To listen to an audio recording of this homily, please click below: 


The following points were attempted in the homily: 

  • Today’s readings point to two essential aspects of our Christian faith of which the Mother of God, whom we celebrate today in a special way on the Feast of Our Lady of Lourdes, reminds us most powerfully.
  • In the first reading, King Solomon, having seen the Lord come down into the Holy of Holies in the Shekinah, the cloud signifying his presence, exclaims with wonder, “Can it indeed be that God dwells on earth?” God came to hover over the place where the Ark of the Covenant was. The Fathers of the Church always pointed to Mary as the fulfillment of the Ark of the Covenant, because she carried within her the New and Eternal Covenant, God-with-us. She teaches us that God’s plan is to dwell not only “on earth” but within us, to share a life-changing communion. All of her approved apparitions are signs to us that God is still with us.
  • Mary also shows us what our response to God’s presence ought to be as well. In the Gospel, Jesus, using the words of the prophet Isaiah, cried out that many of the Pharisees and others were a “people [who] honors me with their lips but their hearts are far from me,” putting far more weight and value in their own human traditions that the most weighty aspects of God’s commandments. Jesus calls us to love him with “all our heart.” Solomon today tells us that God keeps his covenant with [his] servants who are faithful to [him] with their whole heart.” It’s not that God is ever unfaithful to his covenant, but he can’t keep his covenant with those who only honor him with their lips, with a small portion of their heart. Mary’s whole life teaches us what it means to honor God with one’s whole heart, and soul, and mind and strength. She treasured God’s word in her heart so much that that word was able to take on her flesh. Her heart was pierced out of love for God. Her heart was pure and saw God even in the midst of terrible agony and pain. Her heart was a heart that constantly said yes to God, said fiat, and let her whole life develop in accordance with God’s will.
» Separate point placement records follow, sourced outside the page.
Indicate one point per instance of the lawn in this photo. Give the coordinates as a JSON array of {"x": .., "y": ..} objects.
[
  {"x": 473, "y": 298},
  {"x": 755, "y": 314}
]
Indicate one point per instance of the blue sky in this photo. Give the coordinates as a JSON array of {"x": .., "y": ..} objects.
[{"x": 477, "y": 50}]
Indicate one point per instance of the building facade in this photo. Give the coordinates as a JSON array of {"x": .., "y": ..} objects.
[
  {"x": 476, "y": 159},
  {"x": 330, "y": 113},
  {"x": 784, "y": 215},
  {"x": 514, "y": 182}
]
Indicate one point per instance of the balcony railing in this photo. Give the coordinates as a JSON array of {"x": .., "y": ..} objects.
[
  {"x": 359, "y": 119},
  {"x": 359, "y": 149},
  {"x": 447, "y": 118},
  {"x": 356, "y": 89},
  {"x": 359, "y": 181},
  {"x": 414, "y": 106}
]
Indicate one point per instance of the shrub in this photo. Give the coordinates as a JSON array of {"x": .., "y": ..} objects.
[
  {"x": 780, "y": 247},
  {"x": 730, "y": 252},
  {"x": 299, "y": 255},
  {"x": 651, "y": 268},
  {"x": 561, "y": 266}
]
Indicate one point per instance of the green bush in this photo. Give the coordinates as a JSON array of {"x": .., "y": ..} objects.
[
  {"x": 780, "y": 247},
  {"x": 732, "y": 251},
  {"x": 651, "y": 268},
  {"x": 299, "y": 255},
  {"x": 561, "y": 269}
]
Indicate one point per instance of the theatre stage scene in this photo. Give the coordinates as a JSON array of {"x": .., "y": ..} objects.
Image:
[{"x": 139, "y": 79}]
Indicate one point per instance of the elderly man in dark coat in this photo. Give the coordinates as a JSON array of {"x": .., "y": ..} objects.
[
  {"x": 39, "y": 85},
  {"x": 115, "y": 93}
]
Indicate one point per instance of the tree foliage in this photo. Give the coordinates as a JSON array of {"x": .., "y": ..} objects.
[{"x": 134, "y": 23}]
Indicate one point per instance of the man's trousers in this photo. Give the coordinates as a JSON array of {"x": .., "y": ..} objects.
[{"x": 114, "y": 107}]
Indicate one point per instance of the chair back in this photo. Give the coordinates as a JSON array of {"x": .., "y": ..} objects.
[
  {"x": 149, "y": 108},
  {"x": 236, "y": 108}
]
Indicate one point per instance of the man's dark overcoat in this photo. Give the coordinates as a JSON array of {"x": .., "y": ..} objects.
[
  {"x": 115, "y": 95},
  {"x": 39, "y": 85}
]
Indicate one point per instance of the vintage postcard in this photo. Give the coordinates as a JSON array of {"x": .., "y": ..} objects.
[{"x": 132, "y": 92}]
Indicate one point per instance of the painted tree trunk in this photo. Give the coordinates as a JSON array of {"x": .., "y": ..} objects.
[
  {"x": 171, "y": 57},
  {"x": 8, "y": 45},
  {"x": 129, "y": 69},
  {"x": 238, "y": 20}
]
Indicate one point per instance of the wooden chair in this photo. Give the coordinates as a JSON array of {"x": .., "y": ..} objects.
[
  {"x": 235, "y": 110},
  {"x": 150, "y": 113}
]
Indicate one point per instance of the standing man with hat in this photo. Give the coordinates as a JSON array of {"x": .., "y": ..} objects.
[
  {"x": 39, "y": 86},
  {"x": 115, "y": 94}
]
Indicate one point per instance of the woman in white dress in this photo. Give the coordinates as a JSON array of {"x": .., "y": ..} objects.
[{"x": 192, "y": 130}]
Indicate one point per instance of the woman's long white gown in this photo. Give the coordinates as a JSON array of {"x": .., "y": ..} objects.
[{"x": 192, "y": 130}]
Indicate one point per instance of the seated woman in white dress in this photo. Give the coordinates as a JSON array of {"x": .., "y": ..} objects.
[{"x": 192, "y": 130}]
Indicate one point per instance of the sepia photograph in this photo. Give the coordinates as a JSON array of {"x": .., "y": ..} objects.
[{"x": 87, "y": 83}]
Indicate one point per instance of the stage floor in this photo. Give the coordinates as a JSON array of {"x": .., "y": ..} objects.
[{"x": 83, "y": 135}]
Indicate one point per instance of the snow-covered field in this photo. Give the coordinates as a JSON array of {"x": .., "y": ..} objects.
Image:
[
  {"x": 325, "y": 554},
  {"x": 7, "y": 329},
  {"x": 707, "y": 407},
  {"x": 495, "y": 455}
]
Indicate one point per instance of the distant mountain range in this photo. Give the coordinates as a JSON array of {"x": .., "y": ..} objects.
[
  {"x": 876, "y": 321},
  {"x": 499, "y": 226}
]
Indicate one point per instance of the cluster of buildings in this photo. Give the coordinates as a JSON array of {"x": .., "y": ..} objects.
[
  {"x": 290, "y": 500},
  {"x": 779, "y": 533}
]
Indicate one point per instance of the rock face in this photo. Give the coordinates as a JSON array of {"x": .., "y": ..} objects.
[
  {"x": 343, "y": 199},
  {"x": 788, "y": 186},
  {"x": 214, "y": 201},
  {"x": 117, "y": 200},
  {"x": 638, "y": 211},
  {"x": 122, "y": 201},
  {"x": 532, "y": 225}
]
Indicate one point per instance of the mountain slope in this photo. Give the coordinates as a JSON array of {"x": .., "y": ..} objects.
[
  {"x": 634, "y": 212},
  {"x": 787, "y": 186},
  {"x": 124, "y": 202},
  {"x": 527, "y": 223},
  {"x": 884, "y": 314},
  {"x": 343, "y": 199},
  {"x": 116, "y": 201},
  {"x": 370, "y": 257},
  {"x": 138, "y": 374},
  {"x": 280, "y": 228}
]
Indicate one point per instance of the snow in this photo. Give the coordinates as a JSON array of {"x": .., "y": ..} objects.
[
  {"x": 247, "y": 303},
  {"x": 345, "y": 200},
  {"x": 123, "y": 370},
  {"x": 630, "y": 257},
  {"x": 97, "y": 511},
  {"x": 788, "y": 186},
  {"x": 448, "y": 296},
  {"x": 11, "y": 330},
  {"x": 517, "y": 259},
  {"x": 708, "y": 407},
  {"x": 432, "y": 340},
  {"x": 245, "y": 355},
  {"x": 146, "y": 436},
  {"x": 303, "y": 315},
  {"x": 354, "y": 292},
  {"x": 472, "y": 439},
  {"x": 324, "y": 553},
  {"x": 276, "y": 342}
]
Mary’s maternal mission is to help us participate in the heart transplant that her Son came from heaven to earth to bring about, taking out our hearts of stone and replacing them with hearts of flesh, hearts that can love God the Father and others with the love that beats in the heart of Christ.
  • God has allowed the Blessed Mother to appear to those on earth not to reveal anything new to us, but to remind us of what Christ her Son has already revealed. And when she appeared to our patroness St. Bernadette Soubirous 156 years ago today in Lourdes, France, she sought to remind her of five separate lessons that so many of us have forgotten. She sought to help her, and through her us, to learn to love God with all our heart in these ways, so that God might in fact dwell within us in these ways.
  • The first thing she reminded St. Bernadette about was the importance of prayer. She asked her to go to the pastor Fr. Peyramale and through him request that a Church be built in the grotto, a house of prayer, a house in which people could come to encounter her Eucharistic Son. This is what Mary had done 327 years earlier outside Mexico City when she appeared to St. Juan Diego and likewise asked for a house of prayer. Mary as a loving mother wants to help us to pray. She told St. Bernadette that she wanted people to come here in processions of prayer — like happens in Lourdes every day with a Eucharistic Procession and a candlelight Rosary procession — leaving our old ways behind and walking together with Mary in prayer in the footsteps of her Son. Each of the 18 times Mary appeared to St. Bernadette between February 11 and July 16 of 1858, she led her in prayer. She likewise wants to lead us. Prayer is more than an exchange of words or ideas but an exchange of persons, in which God seeks to abide in us and wants us to abide in him. So often, however, we put other things in front of prayer. Mary came to Lourdes to remind us all of prayer’s primacy!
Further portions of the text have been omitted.